Gagasan Desain Ulang Kewenangan

Mengingat dinamika tersebut, perlu dipikirkan ulang relasi kewenangan antarlembaga negara. Pendekatan yang berangkat dari evaluasi konstitusional dapat membantu mengurai benang kusut antara teks konstitusi dan praktik kelembagaan. Salah satu pendekatan yang relevan adalah penguatan fungsi parlemen, bukan hanya sebagai pembuat undang-undang, tetapi juga sebagai pengawas aktif terhadap pelaksanaan kekuasaan eksekutif. Selain itu, pemisahan yang lebih tegas antara fungsi yudisial dan administratif di lembaga peradilan dapat memulihkan kepercayaan publik terhadap sistem hukum. Konsep “konstitusionalisme substantif” seperti dikemukakan Jimly Asshiddiqie mengajak melihat konstitusi bukan sebagai teks semata, melainkan sebagai nilai yang hidup dan dinamis dalam praktik bernegara.

Desain ulang ini juga menyentuh aspek keberfungsian lembaga seperti DPD agar tidak sekadar menjadi pelengkap prosedur legislasi. Reposisi KPK, MA, dan KY dalam konteks integritas lembaga peradilan perlu diarahkan agar terjadi sinergi tanpa tumpang tindih. Keseimbangan bukan berarti kekuasaan dibagi sama rata, melainkan bagaimana setiap lembaga menjalankan fungsi secara saling mengontrol dan saling melengkapi.

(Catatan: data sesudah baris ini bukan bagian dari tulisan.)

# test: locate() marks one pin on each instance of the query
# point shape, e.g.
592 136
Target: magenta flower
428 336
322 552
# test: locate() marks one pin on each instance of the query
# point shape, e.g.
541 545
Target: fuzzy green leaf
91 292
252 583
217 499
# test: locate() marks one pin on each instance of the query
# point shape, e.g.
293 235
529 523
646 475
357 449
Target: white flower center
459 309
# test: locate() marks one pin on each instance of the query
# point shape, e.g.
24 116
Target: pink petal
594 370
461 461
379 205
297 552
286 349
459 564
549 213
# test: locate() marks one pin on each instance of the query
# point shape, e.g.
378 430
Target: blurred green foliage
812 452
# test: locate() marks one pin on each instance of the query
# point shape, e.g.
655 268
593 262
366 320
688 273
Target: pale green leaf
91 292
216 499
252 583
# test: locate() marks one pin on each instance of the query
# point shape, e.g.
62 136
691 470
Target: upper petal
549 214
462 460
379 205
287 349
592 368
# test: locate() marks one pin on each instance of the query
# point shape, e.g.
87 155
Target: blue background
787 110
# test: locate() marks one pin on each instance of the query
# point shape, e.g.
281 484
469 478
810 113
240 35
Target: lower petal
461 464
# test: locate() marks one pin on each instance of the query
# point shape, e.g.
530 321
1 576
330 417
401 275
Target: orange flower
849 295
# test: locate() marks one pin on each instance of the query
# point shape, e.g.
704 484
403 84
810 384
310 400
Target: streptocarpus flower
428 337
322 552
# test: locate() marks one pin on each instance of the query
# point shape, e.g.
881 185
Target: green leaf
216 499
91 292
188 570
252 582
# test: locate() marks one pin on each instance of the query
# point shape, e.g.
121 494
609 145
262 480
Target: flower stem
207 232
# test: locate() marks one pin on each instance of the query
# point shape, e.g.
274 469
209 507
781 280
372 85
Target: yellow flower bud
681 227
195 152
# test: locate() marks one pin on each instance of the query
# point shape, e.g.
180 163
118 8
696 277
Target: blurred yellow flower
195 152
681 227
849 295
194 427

Baca juga: Konstruksi Green Constitution dalam Undang-Undang Dasar: Menafsir Hak atas Lingkungan sebagai Mandat Konstitusional

Desain ulang kewenangan lembaga negara dalam perspektif checks and balances bukan sekadar soal efisiensi birokrasi, tetapi tentang bagaimana menciptakan tata kelola kekuasaan yang adil, akuntabel, dan demokratis. Ketika satu lembaga terlalu dominan, maka prinsip negara hukum terancam oleh konsentrasi kekuasaan. Sebaliknya, keseimbangan yang dinamis dapat mendorong terbangunnya sistem ketatanegaraan yang matang. Seperti dikatakan oleh Mahfud MD, “Konstitusi bukan hanya aturan, tapi juga penunjuk arah dan nilai dalam kehidupan bernegara.” Dengan semangat ini, pemikiran tentang desain ulang lembaga negara menjadi bagian dari upaya menyempurnakan perjalanan demokrasi konstitusional Indonesia.